Coding Enthusiasts Get a Byte of Success with Award


Ashley Wolfe, Editor-in-Chief

Anyone who has attended any sort of family gathering is no stranger to the feelings of community and familiarity that come with being around those known well who also have a shared history. This camaraderie can be seen among Byte Club senior members Rygar Carvajal, Dinyar Kadkhodaian, Pawel Michalski, William Fitzgerald and Junior Kenny Stepney as they collectively retold how they came to win the Top Overall Award at the 2015 CodeDay held November 7 and 8 at Blue1647 in Chicago.

CodeDay is a 24-hour event in which participants must create a digital invention, usually a video game or computer program, which will be judged against the creations of other teams. Awards are given in a variety of areas, including best application and best game, but the Top Overall Award is, as its name implies, the greatest award.

“I remember everyone else coming up to us and…the second thing that happened was they looked at [our] game and said, ‘Wow, you guys are going to win,’” said Fitzgerald.

Because of their collective modesty, they came only with the hope of possibly winning a minor award.

“We didn’t expect to win over all,” said Carvajal. “I think what we were all aiming for was best game…we were all expecting something low, and we ended up getting the highest award.”

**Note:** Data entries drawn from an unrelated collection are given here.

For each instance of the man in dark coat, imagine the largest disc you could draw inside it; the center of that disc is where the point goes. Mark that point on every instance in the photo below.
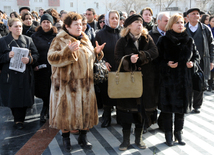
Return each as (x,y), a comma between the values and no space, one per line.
(157,31)
(90,15)
(205,45)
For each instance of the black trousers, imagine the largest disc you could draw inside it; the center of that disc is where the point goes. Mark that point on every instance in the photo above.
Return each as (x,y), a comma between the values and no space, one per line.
(178,123)
(19,114)
(197,99)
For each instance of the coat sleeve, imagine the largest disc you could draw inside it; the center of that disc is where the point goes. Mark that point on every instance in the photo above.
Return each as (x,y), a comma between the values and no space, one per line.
(59,56)
(150,54)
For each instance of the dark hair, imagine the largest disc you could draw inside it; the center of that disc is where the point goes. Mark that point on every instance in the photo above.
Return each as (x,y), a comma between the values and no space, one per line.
(99,18)
(211,17)
(54,14)
(25,14)
(203,18)
(92,10)
(15,14)
(83,17)
(41,9)
(70,17)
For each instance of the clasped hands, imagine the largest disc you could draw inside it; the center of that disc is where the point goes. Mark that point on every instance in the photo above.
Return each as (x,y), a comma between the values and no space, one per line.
(171,64)
(25,60)
(75,46)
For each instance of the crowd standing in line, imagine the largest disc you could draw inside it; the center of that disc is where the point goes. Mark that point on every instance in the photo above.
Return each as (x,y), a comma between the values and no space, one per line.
(59,68)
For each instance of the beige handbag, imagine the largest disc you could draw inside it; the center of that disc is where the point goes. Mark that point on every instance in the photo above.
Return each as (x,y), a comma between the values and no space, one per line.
(125,84)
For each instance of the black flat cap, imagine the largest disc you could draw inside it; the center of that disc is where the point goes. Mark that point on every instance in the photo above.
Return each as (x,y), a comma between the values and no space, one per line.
(193,9)
(22,8)
(131,19)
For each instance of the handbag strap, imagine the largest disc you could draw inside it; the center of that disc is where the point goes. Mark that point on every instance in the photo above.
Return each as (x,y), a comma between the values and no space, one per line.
(121,61)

Despite this achievement, no one appears to take sole credit for the win. Looking to one another, they credit themselves as a whole for their collective support and teamwork. Fitzgerald mentioned specifically that the graphic work done by Michalski, greatly enhanced the appearance of their game by “[making] it look really professional”.

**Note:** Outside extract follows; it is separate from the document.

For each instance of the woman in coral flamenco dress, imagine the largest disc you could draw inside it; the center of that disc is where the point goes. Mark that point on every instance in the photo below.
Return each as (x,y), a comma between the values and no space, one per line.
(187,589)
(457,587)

While he was unable to be physically present for the event, Michalski contributed his work from home, still helping to aid in the win.

The team mentioned that other teams were not as skilled or planned. Some participants underestimated the time they would need and sought to create extravagant games or programs, which they inevitably failed to finish.

“The key that made us do so well and win was that it was really simple, we managed our time, and we were able to have a really good game to present at the end of the day,” said Kadkhodaian.

This was Kadkhodaian’s first CodeDay, which he attended as both a programmer and a yearbook photographer. He noted that the experience was far more valuable than he expected.

“It was really rewarding to see…the rest of the teammates faces after four years of competing and just to get the best award in the room. It was really rewarding,” he said.

Among the rest of the Byte Club team, reactions weren’t much different. While they varied in level of surprise, everyone shared some degree of joy and relief.

“Waking up and seeing… the photos [the team] posted [online], I was very excited that our project was enjoyed by lots of people and that they thought it was good enough to win an award,” said Michalski.

However, Stepney might have been the most pleased with this win.

With a modest smile, he explained that he “was pretty happy”. He had been to CodeDay “four times and not a single time did [he] win anything, so [he] was pretty ecstatic.” This event appeared to be a turning point in his CodeDay experiences.

But the excitement doesn’t end here. Byte Club meets weekly after school on Tuesdays in Room A102 with Matt Farmer, science teacher and Byte Club sponsor. For those interested, there is still room for more talent.

“What we do is we teach kids how to code, and we work together [to] create projects to get people more into the field,” said Stepney.

If you’re planning on attending a meeting, it might be best to prepare to stay awhile.

“Anyone is free to come and go,” said Carvajal. “We generally stay until around six.”

As one can see, even for these individuals, the learning continues.

“You really never stop learning, even if you’re a master programmer. You’re always learning something,” said Fitzgerald.

Although they have just received one of what they hope will be many awards to come, they continue to grow in their abilities in preparation for the next competition, which, according to Farmer, will likely be the next CodeDay event in February 2016.


UPDATE: A previous publication of this article misspelled the last name of Freshman Kenneth Stepney, Senior Dinyar Kadkhodaian, and the first name of Senior Pawel Michalski. Along with William Fitzgerald, who was incorrectly referred to as Fitzpatrick. In addition, the club meets in room A102, not A103 as stated previously.